Eh, howzit! \m/
Sooooo, five months since my last blog post, yikes!
It’s been a crazy year thus far. Lots of thinking, doing, learning, soul-searching, and wondering just what. am. I. DOING with my life?! I spend a lot of time away from my family, the people I cherish with every fiber of my being (near and far), and you and I both know time is all that we will ever really truly have on this planet. Time is our most valuable commodity. There are many days that I wonder if what I’m doing, if the work I’m putting in is worth the sacrifice. Sigh. It shouldn’t feel like such an “eternal struggle,” it shouldn’t be that difficult?? I will need to figure it out before I lose my gotdamn mind.
At any rate… I have been able to get a lot done this year (so far), like de-cluttering the house, for instance. I’ve managed to get rid of quite a bit of stuff, oh I’m so happy about it you have no idea. If an item had no value or use to anyone else whatsoever, it went into the dumpster; if there was any sort of value in it, however big or small, I either gave it to friends or dropped it off Goodwill (and if it didn’t fit in the car I set it on the curb out front – gone by lunchtime!). Just letting go of STUFF was like heaving massive weights the f*ck off my shoulders. Like my old notebooks and texts from film school (I mean, REALLY?). There was a time when I would have looked at those and thought “But, but what if, someday…” I enjoyed the shit outta those classes! I somehow managed to look at everything through the filter of “if I haven’t touched it in 6-12 months, OUT it goes.” The tugging “what if” was promptly met with “I’ll cross that bridge when I come to it.” The cost of holding onto it all is much greater than just letting it all go and it’s hard to really understand that feeling of “freedom” until you. let. it. GO.

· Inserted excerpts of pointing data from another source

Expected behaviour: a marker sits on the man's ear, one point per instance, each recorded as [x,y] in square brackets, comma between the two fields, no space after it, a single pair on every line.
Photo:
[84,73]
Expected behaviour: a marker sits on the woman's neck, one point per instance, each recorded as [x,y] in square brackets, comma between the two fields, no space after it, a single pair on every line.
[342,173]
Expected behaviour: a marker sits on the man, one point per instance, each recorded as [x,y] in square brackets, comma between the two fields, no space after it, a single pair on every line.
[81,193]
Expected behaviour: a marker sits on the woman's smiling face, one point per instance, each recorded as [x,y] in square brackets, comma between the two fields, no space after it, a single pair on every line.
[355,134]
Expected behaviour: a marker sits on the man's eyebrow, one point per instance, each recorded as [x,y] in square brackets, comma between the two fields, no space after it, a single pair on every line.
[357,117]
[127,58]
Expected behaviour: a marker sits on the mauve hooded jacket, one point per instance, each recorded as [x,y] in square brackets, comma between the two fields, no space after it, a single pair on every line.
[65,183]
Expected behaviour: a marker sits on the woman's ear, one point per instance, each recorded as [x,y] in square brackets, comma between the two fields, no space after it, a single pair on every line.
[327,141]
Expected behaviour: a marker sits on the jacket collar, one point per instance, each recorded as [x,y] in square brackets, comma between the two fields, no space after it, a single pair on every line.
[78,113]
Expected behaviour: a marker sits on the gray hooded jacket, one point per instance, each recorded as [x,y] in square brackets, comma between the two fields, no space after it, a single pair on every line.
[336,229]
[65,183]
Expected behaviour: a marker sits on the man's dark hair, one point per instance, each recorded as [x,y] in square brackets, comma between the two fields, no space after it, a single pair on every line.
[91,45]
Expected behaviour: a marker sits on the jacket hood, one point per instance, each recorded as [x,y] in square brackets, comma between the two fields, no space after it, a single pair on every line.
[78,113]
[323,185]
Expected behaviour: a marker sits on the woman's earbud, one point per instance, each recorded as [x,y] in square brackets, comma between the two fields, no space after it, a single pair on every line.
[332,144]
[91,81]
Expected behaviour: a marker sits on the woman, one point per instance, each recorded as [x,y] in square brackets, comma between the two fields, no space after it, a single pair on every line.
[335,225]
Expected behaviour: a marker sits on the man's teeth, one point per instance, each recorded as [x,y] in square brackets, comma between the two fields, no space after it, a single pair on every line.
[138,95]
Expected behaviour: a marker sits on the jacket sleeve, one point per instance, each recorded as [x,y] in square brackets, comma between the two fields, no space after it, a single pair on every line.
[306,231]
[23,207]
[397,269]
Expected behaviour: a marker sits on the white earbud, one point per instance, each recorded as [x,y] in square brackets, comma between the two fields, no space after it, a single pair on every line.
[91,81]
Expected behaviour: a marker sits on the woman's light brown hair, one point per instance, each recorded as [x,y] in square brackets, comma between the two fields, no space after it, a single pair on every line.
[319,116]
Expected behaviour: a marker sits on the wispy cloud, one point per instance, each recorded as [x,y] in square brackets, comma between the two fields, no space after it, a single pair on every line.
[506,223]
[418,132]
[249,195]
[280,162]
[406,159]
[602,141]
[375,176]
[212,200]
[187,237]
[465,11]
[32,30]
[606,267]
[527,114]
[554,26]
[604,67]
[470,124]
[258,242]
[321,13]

The challenge now has become “So what else can I get rid of?” How much more can I let go of, give away? I’m finding I don’t need as much as I thought I did. What I’ve found is through all the de-cluttering I’m making room and space for my thoughts and creativity to grow. It hasn’t been easy, old habits including acquiring shit just for the sake of acquiring shit die hard but I’m more self-aware now than before. I may not be where I want to be, but it’s growth and progress nonetheless. So I’m happy about that.